Moreover, patients with colonic or ileocolonic CD showed higher but insignificant FC levels than isolated ileal CD patients both at baseline (530.4 ± 561.3 μg/g versus 402.7 ± 364.1 μg/g, p = 0.3) and during follow-up (274.3 ± 384.5 μg/g versus 217.1 ± 251.7 μg/g, p = 0.5), without differences in the rate of CR, MH, and TH according to the disease location.
Similarly, the CRP level decreased from 11.7 ± 14.8 mg/L at baseline in the entire study group to 10.1 ± 18.7 mg/L after 2 years, although this decrease was not significant (p = 0.6) (Table 2). However, the CRP level significantly decreased from 11.1 ± 15.6 mg/L to 2.5 ± 1.7 mg/L in the TH group (p < 0.01), from 11.3 ± 14.04 mg/L to 2.4 ± 1.6 mg/L in the MH group (p < 0.01), and from 13.2 ± 17.8 mg/L to 5 ± 13.3 mg/L in the CR group (p < 0.01) (Table 3). Table 4 summarizes the differences between FC and CRP levels in patients that reached or did not reach any outcome (TH, MH, or CR).
Table 4.
Differences in FC and CRP levels after 2 years of treatment according with any achieved outcome.
| TH yes (38/118) | TH not (80/118) | p | |
|---|---|---|---|
| FC (μg/g), mean ± SD | 45.45 ± 31.26 | 391.68 ± 362.12 | <0.001 |
| CRP (mg/L), mean ± SD | 2.5 ± 1.76 | 21.91 ± 13.7 | 0.002 |
| MH yes (52/118) | MH not (66/118) | p | |
| FC (μg/g), mean ± SD | 44.92 ± 27.78 | 429.73 ± 399.8 | <0.001 |
| CRP (mg/L), mean ± SD | 2.4 ± 1.66 | 23.41 ± 16.2 | <0.001 |
| CR yes (74/118) | CR not (44/118) | p | |
| FC (μg/g), mean ± SD | 156.89 ± 105.9 | 519.56 ± 437.24 | <0.001 |
| CRP (mg/L), mean ± SD | 13.32 ± 5 | 23.21 ± 18.7 | <0.001 |
Significant differences have been highlighted in bold.
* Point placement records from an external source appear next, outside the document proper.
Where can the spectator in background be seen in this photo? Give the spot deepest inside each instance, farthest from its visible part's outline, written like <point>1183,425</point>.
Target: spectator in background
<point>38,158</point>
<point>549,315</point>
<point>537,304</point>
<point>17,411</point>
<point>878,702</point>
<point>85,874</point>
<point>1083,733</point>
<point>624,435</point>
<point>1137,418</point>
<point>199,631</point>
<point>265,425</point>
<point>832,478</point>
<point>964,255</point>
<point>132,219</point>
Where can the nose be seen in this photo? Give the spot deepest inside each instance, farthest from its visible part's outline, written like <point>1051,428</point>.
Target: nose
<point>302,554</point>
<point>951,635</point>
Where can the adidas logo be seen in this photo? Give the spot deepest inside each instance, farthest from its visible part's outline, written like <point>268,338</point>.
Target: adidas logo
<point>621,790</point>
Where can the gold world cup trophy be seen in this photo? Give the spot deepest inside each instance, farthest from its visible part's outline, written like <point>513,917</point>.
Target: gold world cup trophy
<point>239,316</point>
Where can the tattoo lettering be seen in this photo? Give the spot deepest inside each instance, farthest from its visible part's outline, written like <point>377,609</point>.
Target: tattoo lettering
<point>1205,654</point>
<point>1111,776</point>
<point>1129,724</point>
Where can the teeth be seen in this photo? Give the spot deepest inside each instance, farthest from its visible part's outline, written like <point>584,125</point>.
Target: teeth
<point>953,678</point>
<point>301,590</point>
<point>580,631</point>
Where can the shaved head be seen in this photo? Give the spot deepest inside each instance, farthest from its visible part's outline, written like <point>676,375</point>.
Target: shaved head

CR, clinical remission; CRP, C-reactive protein; FC, fecal calprotectin; MH, mucosal healing; TH, transmural healing.
The ROC curve analysis showed that an FC cut-off value of 94 μg/g was associated with both MH (sensitivity: 94.2%, 95% CI: 84.1–98.8%, specificity: 84.8%, 95% CI: 73.9–92.5%, PPV: 83.05%, 95% CI: 73.4–89.7%, NPV: 94.92%, 95% CI: 86.1–98.2%, AUC: 0.95) (Figure 1(a)) and TH (sensitivity: 92.1%, 95% CI: 78.6–98.3%, specificity: 70%, 95% CI: 58.7–79.7%, PPV: 64.4%, 95% CI: 55.4–72.5%, NPV: 94.9%, 95% CI: 86.2–98.2%, AUC: 0.88) (Figure 1(b)). The MH/FC and TH/FC k of agreement was 0.81 (p < 0.01) and 0.58 (p < 0.01), respectively.
Figure 1.
Receiver operating characteristic (ROC) curve showing the best fecal calprotectin cut-off value for MH (a) and TH (b).
AUC, area under the curve; 95% CI, 95% confidence interval; MH, mucosal healing; TH, transmural healing.
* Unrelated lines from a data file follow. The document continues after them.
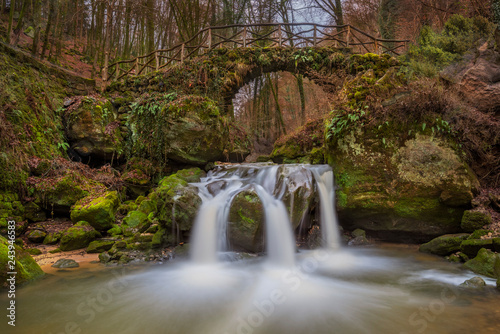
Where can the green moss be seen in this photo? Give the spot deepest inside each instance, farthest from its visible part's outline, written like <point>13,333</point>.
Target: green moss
<point>135,218</point>
<point>474,220</point>
<point>444,245</point>
<point>78,236</point>
<point>483,263</point>
<point>99,213</point>
<point>27,269</point>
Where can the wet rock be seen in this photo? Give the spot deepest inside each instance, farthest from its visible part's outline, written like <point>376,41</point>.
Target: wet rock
<point>99,213</point>
<point>135,218</point>
<point>78,236</point>
<point>471,247</point>
<point>474,282</point>
<point>474,220</point>
<point>99,246</point>
<point>37,236</point>
<point>246,217</point>
<point>418,188</point>
<point>65,264</point>
<point>93,130</point>
<point>484,263</point>
<point>104,257</point>
<point>26,267</point>
<point>52,238</point>
<point>477,78</point>
<point>444,245</point>
<point>358,241</point>
<point>34,213</point>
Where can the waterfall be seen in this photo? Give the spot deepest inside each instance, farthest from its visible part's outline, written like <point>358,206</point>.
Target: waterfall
<point>271,183</point>
<point>329,220</point>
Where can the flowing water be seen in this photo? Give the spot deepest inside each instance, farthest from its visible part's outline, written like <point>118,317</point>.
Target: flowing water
<point>383,289</point>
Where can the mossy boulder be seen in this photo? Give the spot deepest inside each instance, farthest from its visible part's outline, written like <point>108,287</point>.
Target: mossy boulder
<point>400,188</point>
<point>78,236</point>
<point>99,246</point>
<point>52,238</point>
<point>484,263</point>
<point>37,236</point>
<point>191,174</point>
<point>135,218</point>
<point>188,130</point>
<point>26,267</point>
<point>472,246</point>
<point>34,213</point>
<point>98,212</point>
<point>59,194</point>
<point>474,220</point>
<point>93,129</point>
<point>444,245</point>
<point>299,195</point>
<point>245,230</point>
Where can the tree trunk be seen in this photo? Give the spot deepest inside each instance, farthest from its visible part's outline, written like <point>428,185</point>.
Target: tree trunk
<point>20,21</point>
<point>300,85</point>
<point>11,19</point>
<point>37,8</point>
<point>49,27</point>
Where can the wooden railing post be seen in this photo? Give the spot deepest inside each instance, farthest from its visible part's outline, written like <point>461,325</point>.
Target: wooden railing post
<point>279,36</point>
<point>315,34</point>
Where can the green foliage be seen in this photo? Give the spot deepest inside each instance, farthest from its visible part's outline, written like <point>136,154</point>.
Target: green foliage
<point>434,51</point>
<point>344,121</point>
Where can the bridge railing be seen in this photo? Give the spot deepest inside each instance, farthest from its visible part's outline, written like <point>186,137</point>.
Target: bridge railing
<point>255,35</point>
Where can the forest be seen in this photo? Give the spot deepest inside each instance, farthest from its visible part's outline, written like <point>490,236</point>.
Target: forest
<point>250,166</point>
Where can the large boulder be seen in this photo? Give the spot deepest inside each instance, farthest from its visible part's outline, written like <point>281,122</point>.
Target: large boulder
<point>485,263</point>
<point>477,77</point>
<point>415,188</point>
<point>25,266</point>
<point>444,245</point>
<point>78,236</point>
<point>246,219</point>
<point>98,212</point>
<point>475,219</point>
<point>93,129</point>
<point>188,130</point>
Moreover, a CRP cut-off value of 5 mg/L (also named ‘negative’ CRP) was associated with both MH (sensitivity: 96.1%, 95% CI: 86.8–99.5%, specificity: 62.1%, 95% CI: 49.3–73.8%, PPV: 66.7%, 95% CI: 59.4–73.2%, NPV: 95.35%, 95% CI: 83.87–98.78%, AUC: 0.85) (Figure 2(a)) and TH (sensitivity: 97.4%, 95% CI: 86.2–99.9%, specificity: 52.5%, 95% CI: 41–63.8%, PPV: 52%, 95% CI: 45.8–58.1%, NPV: 95.35%, 95% CI: 83.9–98.7%, AUC: 0.78) (Figure 2(b)). The MH/CRP and TH/CRP k of agreement was 0.63 (p < 0.01) and 0.54 (p < 0.01), respectively.
Figure 2.
Receiver operating characteristic (ROC) curve showing the best CRP cut-off value for MH (a) and TH (b).
AUC, area under the curve; 95% CI = 95% confidence interval; MH, mucosal healing; TH, transmural healing.
The FC/CRP k of agreement was 0.82 (p < 0.01) for MH and 0.74 (p < 0.01) for TH.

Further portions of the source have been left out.